ECON_STOCKMARKETLEADERTAX_FNCACT_PRESIDENTUSPEC_POLITICS_GENERAL1

The full article is on the original publisher site. This page only shows the headline and a very short excerpt.

AI insight

AI-generated

Japan's FX intervention aims to prevent yen depreciation beyond 160 per dollar, affecting import costs and inflation. The channel is fx_passthrough: a weaker yen raises import prices for energy, food, and raw materials, squeezing margins for Japanese importers and boosting exporters' competitiveness.
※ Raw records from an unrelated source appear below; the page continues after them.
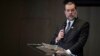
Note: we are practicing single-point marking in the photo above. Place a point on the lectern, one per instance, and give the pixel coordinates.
(48, 49)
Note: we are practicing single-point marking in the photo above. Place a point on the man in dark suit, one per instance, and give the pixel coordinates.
(73, 34)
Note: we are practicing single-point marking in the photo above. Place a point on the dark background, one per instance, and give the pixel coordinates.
(35, 21)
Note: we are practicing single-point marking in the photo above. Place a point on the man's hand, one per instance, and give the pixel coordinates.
(60, 35)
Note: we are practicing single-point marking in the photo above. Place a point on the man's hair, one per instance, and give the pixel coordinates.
(69, 3)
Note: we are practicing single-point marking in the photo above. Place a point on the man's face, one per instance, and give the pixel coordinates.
(70, 11)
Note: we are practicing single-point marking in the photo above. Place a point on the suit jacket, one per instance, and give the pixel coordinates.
(75, 38)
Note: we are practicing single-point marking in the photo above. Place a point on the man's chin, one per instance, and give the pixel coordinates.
(70, 18)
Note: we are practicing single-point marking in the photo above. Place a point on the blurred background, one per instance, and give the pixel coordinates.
(35, 21)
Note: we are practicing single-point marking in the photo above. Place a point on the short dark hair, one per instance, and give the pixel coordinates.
(69, 2)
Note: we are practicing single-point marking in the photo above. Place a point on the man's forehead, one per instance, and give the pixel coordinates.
(69, 6)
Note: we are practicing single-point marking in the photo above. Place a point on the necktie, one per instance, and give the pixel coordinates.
(68, 27)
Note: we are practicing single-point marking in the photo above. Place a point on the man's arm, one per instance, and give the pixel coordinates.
(82, 39)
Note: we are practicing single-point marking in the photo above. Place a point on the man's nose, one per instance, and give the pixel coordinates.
(70, 12)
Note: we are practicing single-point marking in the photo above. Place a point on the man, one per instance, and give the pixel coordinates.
(73, 34)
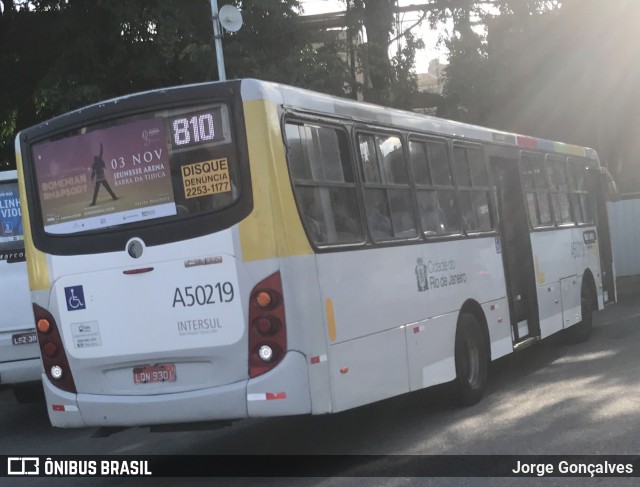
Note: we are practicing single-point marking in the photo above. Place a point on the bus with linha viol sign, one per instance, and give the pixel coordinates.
(20, 365)
(244, 249)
The impact is Japan-specific, with potential spillovers to EM currencies via carry trade unwinding.

Signals our AI researcher identified

Extracted by our AI model from this article and related public sources β€” not direct quotes from the publisher.

  • Japan likely intervened in currency market during Golden Week holidays to defend yen below 160 per dollar.
  • Authorities sold approximately $35 billion to support the yen.
  • Yen spiked to as high as 155.00 during holidays.
  • Ministry of Finance has not confirmed intervention.
  • Japan's focus shifted from preventing sharp rises to defending against excessive depreciation since 2022.
Sector verdictFX_USDFlatmagnitude 2/3 Β· confidence 3/5

USD/JPY stabilizes around 155-157 as intervention effect fades.